I was actually asking the same question in here. However, the give answer didn't satisfy me. For the reader's convenience I'll re-write the post as follows:
We define the following operation on the direct product set $G=\mathbb Z /(10\mathbb Z)\times\mathbb Z /(4\mathbb Z)$. For $(i_1,j_1),(i_2,j_2)\in \mathbb Z/(10\mathbb Z) \times \mathbb Z /(4\mathbb Z)$, $$(i_1,j_1)(i_2,j_2)=(i_1+3^{j_1}i_2, j_1+j_2). $$ We also define $3^{j_1}=3^k+10\mathbb Z \in \mathbb Z/(10\mathbb Z)$ if $j_1=k+4\mathbb Z \in \mathbb Z /(4\mathbb Z)$.

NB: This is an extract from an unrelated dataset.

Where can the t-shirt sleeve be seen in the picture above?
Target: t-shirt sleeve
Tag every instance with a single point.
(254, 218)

First, I can prove that $G$ together with the operation satisfies all of group axioms. Next my goal is to show that: $$G \cong \langle a,b~|~a^{10}=1,b^4=1,bab^{-1}=a^3 \rangle.$$ Let $x,y \in G$ such that $x=(1,0), y=(0,1)$. It's easy to check that $x^{10}=1,y^4=1,yxy^{-1}=x^3$. By the previous post, I was advised to know that $x$ and $y$ generate this group $G$ which is indeed true as $G \ni (i,j)=x^iy^j$. I cannot think that I can stop here and get the desired conclusion. I found some useful arguments that may fulfill the question.
Set $H= \langle a,b~|~a^{10}=1,b^4=1,bab^{-1}=a^3 \rangle$. $H$ has a normal subgroup $\langle a \rangle$ of order $\le 10$ whose quotient is $\langle b\rangle$ (which has order $\le 4$). Thus any group with these generators and relations as $H$ possess has order at most $40$. Since we already proved that $G$ has order $40$ satisfying these conditions, the abstract presentation of $H$ must equal $G$. It follows that, $G \cong H$.
Have I gotten the solution completely? Any help would be appreciated.